I think the real sell for 5G is it's capacity to carry thousands of concurrent connections, allowing for everything to be connected. A true IOT solution where anything you can think of can connect without congesting towers.

Yeah, I get that there are benefits to the providers but it just seems like it's going to be a tough sell for get a premium from users to pay for it.

While that's the selling point of 5G; it's difficult for the general consumer to rationalize paying more for something of only marginal benefit to them. While many of us reading HN understand how this can help computing and moving heavy amounts of data, to your grandma with a smart phone, how's it going to improve her life? She can still google a recipe for cake in a few seconds, what's 1 second faster to her?

The potential benefit though I see is that you potentially no longer have to pay an ISP like Comcast. You would only pay one bill for 5g for both your computer/phone. Aside from that, its a difficult marketing sell.

It doesn't enable operators to install a large number of micro-cells, it requires it. And this is where I think 5G may end up being disappointing.

I think telcos will encounter increased resistance to putting up millions of microcells, and the cost will end up being way higher than they anticipate. So coverage in the mm bands will end up being extremely spotty (way worse than 4G now), and may end up being a near-bust.

That's my .02 anyway. But I live in a suburban-ish place where 4G coverage is mostly a cruel joke, despite being just across the Golden Gate Bridge from 4G-ground-zero SF.

I'm amazed at how bad the 4g coverage is in the bay area. I barely get a signal at my house or at my office. One's in the middle of a city, the other is literal minutes from Google. Yet I get a single bar of reception. It's a sad joke..

5G seems like a pretty marginal improvement over LTE to me.
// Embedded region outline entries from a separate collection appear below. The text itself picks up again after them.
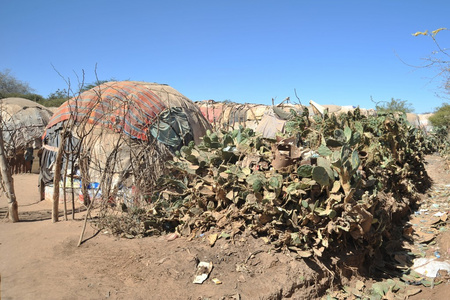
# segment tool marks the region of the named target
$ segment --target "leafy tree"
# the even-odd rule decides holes
[[[11,70],[0,71],[0,98],[10,97],[12,94],[26,95],[34,90],[29,84],[11,75]]]
[[[411,113],[414,111],[414,108],[412,107],[411,103],[408,103],[407,100],[394,98],[391,98],[391,101],[389,102],[388,101],[376,102],[375,108],[379,113],[395,113],[395,112]]]
[[[436,35],[441,31],[448,31],[448,28],[439,28],[434,31],[428,32],[428,30],[421,32],[418,31],[413,33],[413,36],[427,36],[433,40],[436,45],[436,50],[434,50],[429,57],[424,58],[425,64],[420,67],[435,68],[437,70],[438,78],[442,78],[441,88],[448,97],[450,95],[450,52],[448,48],[442,47],[438,42]]]
[[[85,92],[85,91],[88,91],[88,90],[90,90],[90,89],[92,89],[92,88],[95,88],[96,86],[99,86],[99,85],[101,85],[101,84],[103,84],[103,83],[110,82],[110,81],[117,81],[117,80],[114,79],[114,78],[111,78],[110,80],[97,80],[97,81],[94,81],[94,82],[92,82],[92,83],[88,83],[88,84],[84,85],[84,86],[80,89],[80,93]]]
[[[429,120],[434,127],[447,127],[447,129],[450,129],[450,104],[442,104]]]

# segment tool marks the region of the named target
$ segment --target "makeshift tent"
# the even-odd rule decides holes
[[[141,175],[154,183],[164,161],[183,145],[199,143],[208,129],[211,125],[194,103],[168,85],[104,83],[66,101],[55,112],[44,134],[42,182],[53,181],[64,131],[70,132],[64,147],[72,156],[67,159],[70,166],[63,168],[77,172],[84,156],[89,178],[82,180],[100,183],[111,176],[108,180],[114,186],[130,174],[136,181],[145,168]]]
[[[27,145],[41,147],[44,133],[52,112],[45,106],[23,98],[0,100],[2,130],[5,147],[16,151]]]

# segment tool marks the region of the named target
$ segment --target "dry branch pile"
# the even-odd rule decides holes
[[[314,120],[292,112],[277,141],[250,129],[208,131],[168,162],[147,205],[105,205],[97,226],[128,237],[248,230],[300,257],[350,244],[371,256],[430,185],[424,147],[405,119],[358,110]]]

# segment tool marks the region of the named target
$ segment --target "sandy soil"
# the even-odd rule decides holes
[[[1,299],[279,299],[299,290],[301,299],[326,286],[317,266],[271,253],[246,235],[211,247],[206,235],[117,239],[88,225],[90,239],[77,247],[85,212],[52,223],[51,203],[39,201],[37,175],[14,179],[21,222],[5,218],[7,202],[0,199]],[[213,269],[194,284],[199,261]]]
[[[427,161],[434,183],[450,184],[442,160]],[[88,225],[87,240],[77,247],[85,211],[52,223],[51,203],[39,201],[37,175],[14,180],[21,222],[5,218],[7,201],[0,197],[0,299],[314,299],[330,287],[317,264],[273,253],[250,234],[210,246],[210,233],[192,241],[129,240]],[[449,242],[443,231],[438,245],[449,251],[443,258],[450,258]],[[194,284],[200,261],[213,269],[203,284]],[[422,288],[413,299],[446,299],[449,293],[450,286],[441,284]]]

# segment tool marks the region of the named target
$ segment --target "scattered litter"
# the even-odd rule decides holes
[[[197,266],[197,271],[195,272],[195,279],[193,283],[202,284],[206,279],[208,279],[211,270],[212,262],[201,261]]]
[[[180,237],[180,234],[178,232],[174,232],[174,233],[171,233],[171,234],[169,234],[167,236],[167,240],[170,242],[170,241],[173,241],[173,240],[175,240],[175,239],[177,239],[179,237]]]
[[[216,241],[217,241],[217,233],[210,234],[210,235],[208,236],[208,242],[209,242],[209,245],[210,245],[211,247],[214,246],[214,244],[216,243]]]
[[[439,270],[450,272],[450,263],[437,261],[435,258],[417,258],[414,260],[412,269],[419,274],[434,278]]]

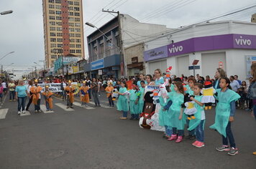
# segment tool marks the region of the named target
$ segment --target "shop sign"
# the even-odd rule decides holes
[[[104,59],[96,60],[96,61],[94,61],[91,63],[91,69],[92,70],[102,69],[104,67]]]

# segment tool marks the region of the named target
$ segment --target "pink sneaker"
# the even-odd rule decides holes
[[[182,137],[182,136],[178,136],[178,138],[177,138],[177,140],[176,140],[176,141],[175,141],[175,143],[180,143],[180,142],[182,141],[183,138],[183,137]]]
[[[177,135],[172,135],[168,139],[168,141],[174,140],[177,139]]]
[[[202,148],[204,146],[204,143],[203,142],[198,141],[196,145],[195,145],[196,148]]]
[[[193,143],[192,145],[193,145],[193,146],[196,146],[196,145],[197,145],[198,143],[198,141],[196,140],[196,141],[195,141],[194,143]]]

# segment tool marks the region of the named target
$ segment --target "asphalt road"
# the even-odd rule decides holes
[[[106,98],[102,95],[102,103]],[[76,101],[77,102],[77,101]],[[116,108],[67,112],[55,98],[53,112],[19,116],[17,102],[5,100],[0,111],[0,168],[256,168],[256,122],[238,110],[232,129],[239,154],[215,150],[221,137],[210,130],[214,110],[206,112],[205,144],[167,141],[160,132],[141,129],[138,121],[121,120]],[[91,106],[92,105],[91,105]],[[34,106],[30,107],[30,110]]]

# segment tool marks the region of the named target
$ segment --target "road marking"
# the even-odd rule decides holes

The improved latency is nice, but I'm not sure it's worth the many billions of dollars in hardware alone. The high-frequency stuff would be useful in some situations, but really overlaps with WiFi in most use cases.

It certainly seems like much less of an improvement than 2G->3G or 3G->4G.

Counterintuitively, bandwidth improvements do little to help the vast majority of people. Except on rare occasions, like when installing apps. Even though this has been the selling point for ages.

However, latency is a different story. Many (most?) can "feel" improved latency as better responsiveness, like web page load speed. There's still a lot of "ping-pong" traffic going on, where latency improvements do make a difference.

Yes, but personally speaking, I don't even see the latency improvement as being terribly compelling.

I agree! The latency improvement is the interesting one, but honestly LTE latency is already pretty good.

I wish there were more efforts behind IOT support, by way of lower-frequency bandwidth and low-energy radios, maybe even restricted to a simple messaging protocol. That would open up so many new applications!

Ever tried residential fiber optic internet? <1 ms latency. Web pages just pop on the screen — at least when the server is geographically near. It's addictive.

Compare it to cable modems with still lowish 5-10 ms latency. Pages load visibly slower. But you don't mind it or even notice, if you haven't previously gotten used with the faster option.

So I think I'll always take all of the latency improvements available. The difference can be substantial even when the starting point is already "pretty good".

How do you even find sites that load fast enough for this difference to matter? I only know of maybe 1-2 websites that load instantly like that [1]. Everything else seems bottlenecked on the server side (and sometimes the client).


> but really overlaps with WiFi in most use cases

The UX around free public WiFi is so terrible that I really never want to use WiFi again outside of my own home.

>but I'm not sure it's worth the many billions of dollars in hardware alone.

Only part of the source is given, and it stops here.